In case of fire emergency, call 911
Johnson Township Volunteer Fire Department
Ron Smith, Chief
Lake Huron Drive, Desbarats, Ontario P0R 1E0
CO alarms are now required
Compliance with the legislation will be phased-in:
- Single-family homeowners and property owners/tenants in buildings that contain no more than 6 suites will have a period of six months to comply (April 15, 2015).
- Residential occupancy owners of buildings with more than 6 suites have 12 months to comply (October 15, 2015).
- CO alarms that have already been installed must be maintained in accordance with the Fire Code effective October 15, 2014.
A fire ban is the prohibition of all outdoor fires including fireworks and pyrotechnics. Conditions are sufficiently dry and impose a higher than usual risk of forest fires. Anyone who contravenes a fire ban is liable to a fine, and whatever cost that are associated with extinguishing this unlawful fire.
Restricted fire zone
A restricted fire zone means a ban on all outdoor fires and is declared by the Ministry of Natural resources when conditions are dangerously dry and the threat of forest fires is extreme. Anyone who contravenes a restricted fire zone can expect a visit from MNR, the OPP and your local fire department and is subject to heavy fines and may be liable for the cost associated with extinguishing this unlawful fire. See Forest Fires Prevention Act R. S.O 1990 c. f. 24 for details.
The Volunteer Fire Department meets Monday nights at 7:00 p. m. at the Fire Hall located on Lake Huron Drive for training and meetings. New members welcome!
Fire permits are required for all outside burning. Permits are of no charge, and remain valid through December 31st of the year issued. Applications can be completed online or filled out at the Township office. Online applications will be processed immediately and returned via the email address you provide.
Please remember that fire permits are subject to changes due to fire bans. Watch this website for bans throughout the season.
Safety when burning grass and debris
Safety is key.
- Ensure that you have a valid burn permit
- Choose a safe time – Ignite the fire no sooner than 2 hours before sunset and extinguish it no later than 2 hours after sunrise; never burn on a dry, windy day
- Keep your fire small – Burn only a single pile at one time and ensure the pile is less than 2 meters in diameter and less than 2 meters high
- Choose a safe site – Keep the fire at least 2 meters from any flammable materials and have a shovel, rake and adequate water to contain the fire at the fire site
- Stay with your fire – Ensure a responsible person tends the fire and never leave it unattended. Keep it under control at all times and make sure that is completely extinguished before leaving it
- Remember! – If your burn gets away and becomes a wildfire, you will be liable for the suppression costs and damages to property including the value of lost timber.
Building a safe campfire
- Build campfires away from overhanging branches, steep slopes, rotten stumps, logs, dry grass and leaves.

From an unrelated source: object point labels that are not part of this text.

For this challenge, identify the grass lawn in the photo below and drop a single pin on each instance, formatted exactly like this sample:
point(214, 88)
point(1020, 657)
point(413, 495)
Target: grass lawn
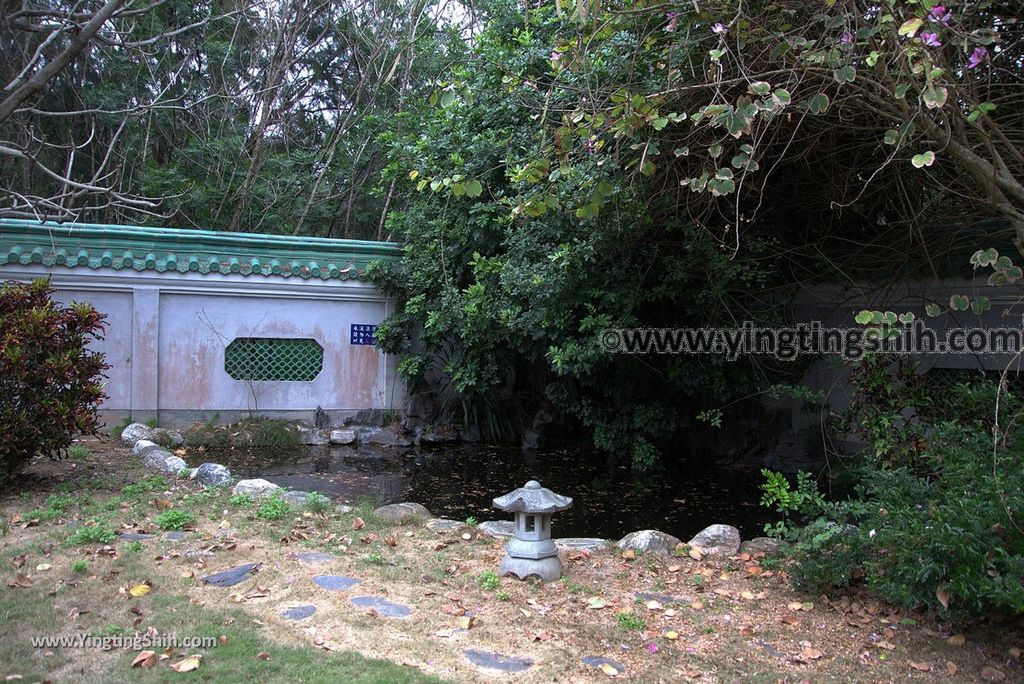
point(62, 572)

- Keep the campfire small – a good bed of coals or a small fire surrounded by rocks gives plenty of heat. Use an existing fire ring if possible.
- Never leave a campfire unattended. Even a small breeze could quickly cause the fire to spread.

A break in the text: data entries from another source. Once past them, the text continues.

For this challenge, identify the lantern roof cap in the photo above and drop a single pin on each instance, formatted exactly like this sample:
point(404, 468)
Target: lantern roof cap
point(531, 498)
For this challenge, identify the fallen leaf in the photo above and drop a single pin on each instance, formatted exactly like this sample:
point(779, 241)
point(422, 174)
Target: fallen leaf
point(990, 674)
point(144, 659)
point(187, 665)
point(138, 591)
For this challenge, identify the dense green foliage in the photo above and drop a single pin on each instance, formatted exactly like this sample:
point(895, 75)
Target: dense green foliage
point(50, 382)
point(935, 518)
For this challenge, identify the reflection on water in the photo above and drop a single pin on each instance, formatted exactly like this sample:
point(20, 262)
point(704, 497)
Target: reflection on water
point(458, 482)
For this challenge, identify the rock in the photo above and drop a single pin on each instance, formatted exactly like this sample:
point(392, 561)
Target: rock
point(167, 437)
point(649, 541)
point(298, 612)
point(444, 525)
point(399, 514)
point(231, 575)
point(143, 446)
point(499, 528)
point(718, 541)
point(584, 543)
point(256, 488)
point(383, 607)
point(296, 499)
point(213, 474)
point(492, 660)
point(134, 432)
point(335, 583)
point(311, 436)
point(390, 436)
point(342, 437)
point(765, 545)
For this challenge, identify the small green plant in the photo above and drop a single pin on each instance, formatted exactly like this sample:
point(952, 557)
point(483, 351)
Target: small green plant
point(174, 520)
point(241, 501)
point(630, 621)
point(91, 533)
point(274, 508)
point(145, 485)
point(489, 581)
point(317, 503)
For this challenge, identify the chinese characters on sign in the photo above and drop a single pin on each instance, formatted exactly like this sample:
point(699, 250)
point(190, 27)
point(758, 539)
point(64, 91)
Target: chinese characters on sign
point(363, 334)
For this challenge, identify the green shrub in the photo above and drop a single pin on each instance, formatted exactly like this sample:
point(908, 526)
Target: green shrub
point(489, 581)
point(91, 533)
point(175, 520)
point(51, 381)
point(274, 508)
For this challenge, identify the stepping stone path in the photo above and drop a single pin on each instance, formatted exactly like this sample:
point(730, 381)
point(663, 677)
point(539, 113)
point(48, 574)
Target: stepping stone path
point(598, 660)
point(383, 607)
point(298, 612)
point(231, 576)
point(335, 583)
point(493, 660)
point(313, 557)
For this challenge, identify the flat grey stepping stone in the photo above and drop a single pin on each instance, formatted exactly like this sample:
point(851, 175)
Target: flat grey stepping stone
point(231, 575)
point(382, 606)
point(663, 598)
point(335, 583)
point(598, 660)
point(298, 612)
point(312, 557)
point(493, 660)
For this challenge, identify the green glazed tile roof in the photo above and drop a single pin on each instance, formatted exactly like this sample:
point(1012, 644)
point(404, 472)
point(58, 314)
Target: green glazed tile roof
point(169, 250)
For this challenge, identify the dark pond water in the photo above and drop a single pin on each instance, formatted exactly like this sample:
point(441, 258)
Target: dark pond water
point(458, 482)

- Start with dry twigs and small sticks. Remember that a good fire builder never needs gas or kerosene to start a fire.
- Add larger sticks as the fire grows. Avoid using hatchets or saws, or breaking branches off trees. Dead and down wood burns easily.
- Put the big pieces on last, pointing them toward the center and pushing them into the flames. Use wood no larger than the diameter of an adult wrist.
Putting out your campfire
- If your campfire is not “dead out”, wind can rekindle the embers and start a wildfire. Follow these steps to be safe.

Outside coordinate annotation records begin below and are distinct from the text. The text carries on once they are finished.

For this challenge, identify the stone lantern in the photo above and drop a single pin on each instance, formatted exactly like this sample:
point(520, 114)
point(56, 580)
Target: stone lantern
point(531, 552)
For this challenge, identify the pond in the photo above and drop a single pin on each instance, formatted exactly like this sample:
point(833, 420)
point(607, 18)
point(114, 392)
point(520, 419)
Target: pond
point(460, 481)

- Keep plenty of water handy and have a shovel for throwing dirt on the fire if it gets out of control.
- Be sure your match is out cold. Break it so you can feel the charred portion before carefully discarding it.
- Drown the fire with water. Make sure all embers and sticks are wet. Move rocks to check for burning embers underneath them.
- Stir the remains, add more water and stir again. Be sure all burned material has been put out and cooled. Smaller pieces of wood are easier to put out than large logs.
- Feel all materials with your bare hand. Make sure that no roots are burning.
- Campfires may be banned if wildfires are likely. Watch for ban signs and obey them.